September 10th, 2009


[info]eliadtywysog in [info]britannia_ny

open.

It's Molly's dad who brings her home, after all. The school didn't recommend a medical leave, but her father insisted on it--after all, he said, if she's going to be wheelchair bound it would be best to have her in a familiar environment. Actually he just worries about her, and the way she swings between being an utterly normal girl, the daughter he's lived with for eighteen years, and someone who's lonely and quiet and acts scared of him when he can't see any reason he's ever given her to be afraid of her own father.

She can still get out of the wheelchair sometimes and use crutches and leg braces, and that's what she does inside the house. But she'll have the chair for the next three months, and she tends to rely on it.

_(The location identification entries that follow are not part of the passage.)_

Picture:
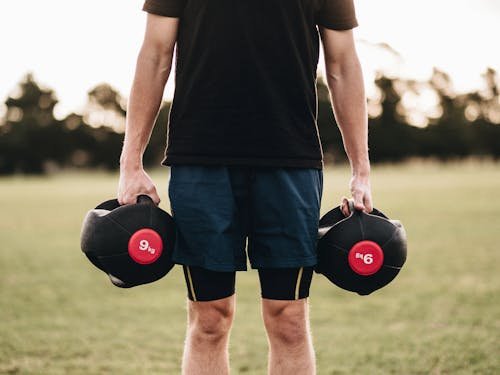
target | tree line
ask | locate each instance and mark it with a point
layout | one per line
(445, 126)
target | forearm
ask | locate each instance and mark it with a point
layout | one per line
(151, 75)
(345, 81)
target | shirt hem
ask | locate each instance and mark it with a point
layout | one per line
(254, 162)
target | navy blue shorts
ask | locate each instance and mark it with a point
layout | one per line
(223, 213)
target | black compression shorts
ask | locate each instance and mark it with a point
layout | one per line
(275, 283)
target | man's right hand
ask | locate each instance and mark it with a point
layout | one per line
(134, 182)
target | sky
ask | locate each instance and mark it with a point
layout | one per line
(73, 46)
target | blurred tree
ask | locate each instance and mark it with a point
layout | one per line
(30, 137)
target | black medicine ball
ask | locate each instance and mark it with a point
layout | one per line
(362, 252)
(131, 243)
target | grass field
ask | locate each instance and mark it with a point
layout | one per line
(59, 315)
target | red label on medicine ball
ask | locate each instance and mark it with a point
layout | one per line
(366, 258)
(145, 246)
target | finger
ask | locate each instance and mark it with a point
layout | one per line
(358, 200)
(156, 199)
(344, 206)
(368, 203)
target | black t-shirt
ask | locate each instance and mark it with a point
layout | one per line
(245, 83)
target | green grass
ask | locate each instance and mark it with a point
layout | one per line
(441, 315)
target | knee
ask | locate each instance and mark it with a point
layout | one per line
(286, 322)
(210, 322)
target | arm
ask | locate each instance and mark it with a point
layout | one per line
(152, 71)
(345, 83)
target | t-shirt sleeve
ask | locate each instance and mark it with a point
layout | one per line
(337, 14)
(166, 8)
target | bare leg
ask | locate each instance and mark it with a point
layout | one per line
(207, 338)
(290, 343)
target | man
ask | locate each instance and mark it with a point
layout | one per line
(244, 155)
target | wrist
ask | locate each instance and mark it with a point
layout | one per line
(128, 162)
(361, 169)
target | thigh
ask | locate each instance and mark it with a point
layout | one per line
(210, 231)
(285, 283)
(206, 285)
(285, 205)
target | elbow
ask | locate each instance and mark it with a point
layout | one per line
(157, 60)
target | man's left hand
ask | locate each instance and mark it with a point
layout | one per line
(361, 194)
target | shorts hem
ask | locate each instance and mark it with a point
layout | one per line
(217, 267)
(291, 263)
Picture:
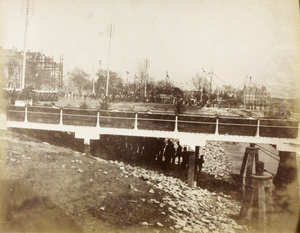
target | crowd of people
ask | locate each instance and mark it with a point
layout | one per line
(163, 152)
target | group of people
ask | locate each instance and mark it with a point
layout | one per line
(151, 150)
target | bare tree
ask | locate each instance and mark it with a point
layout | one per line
(201, 85)
(80, 80)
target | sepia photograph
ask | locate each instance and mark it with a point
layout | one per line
(149, 116)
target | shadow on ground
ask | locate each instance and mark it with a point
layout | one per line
(24, 211)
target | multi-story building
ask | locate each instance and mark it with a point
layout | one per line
(255, 95)
(42, 72)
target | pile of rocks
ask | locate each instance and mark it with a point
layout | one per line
(191, 209)
(216, 163)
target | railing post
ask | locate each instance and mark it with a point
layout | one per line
(257, 130)
(26, 119)
(98, 119)
(135, 121)
(176, 124)
(60, 117)
(217, 127)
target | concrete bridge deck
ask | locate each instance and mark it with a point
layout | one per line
(192, 130)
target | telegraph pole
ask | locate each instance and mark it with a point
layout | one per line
(110, 32)
(146, 76)
(28, 15)
(210, 88)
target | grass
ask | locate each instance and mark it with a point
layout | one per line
(43, 190)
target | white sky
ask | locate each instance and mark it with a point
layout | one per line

It just seems so futile. She was so happy to go to college, to get out of this place and away from everything and start fresh somewhere where she could make friends who loved the same things she does--and there was Stephen, who was a great boyfriend except that he drove drunk--and she wants it all back, but Stephen's in the hospital in a coma and she's back in Britannia in her chair. Never mind the dreams she keeps having, the ones that make her scared of her dad, the ones that aren't formed enough to tell her anything concrete except that her father doesn't love her, he isn't proud of her, he's ashamed, he's angry, and if she provokes him he'll hit her, and she should stay out of his way and hide, and she's so lonely because she can't find her brother and none of that makes sense--

None of this makes sense.

Thursday morning finds her wheeling herself through town, looking at all the new shops that have sprung up since she left. It makes her feel like she's lost in her own home, and after a while she brakes on a less well-trodden part of the sidewalk and buries her face in her hands and cries.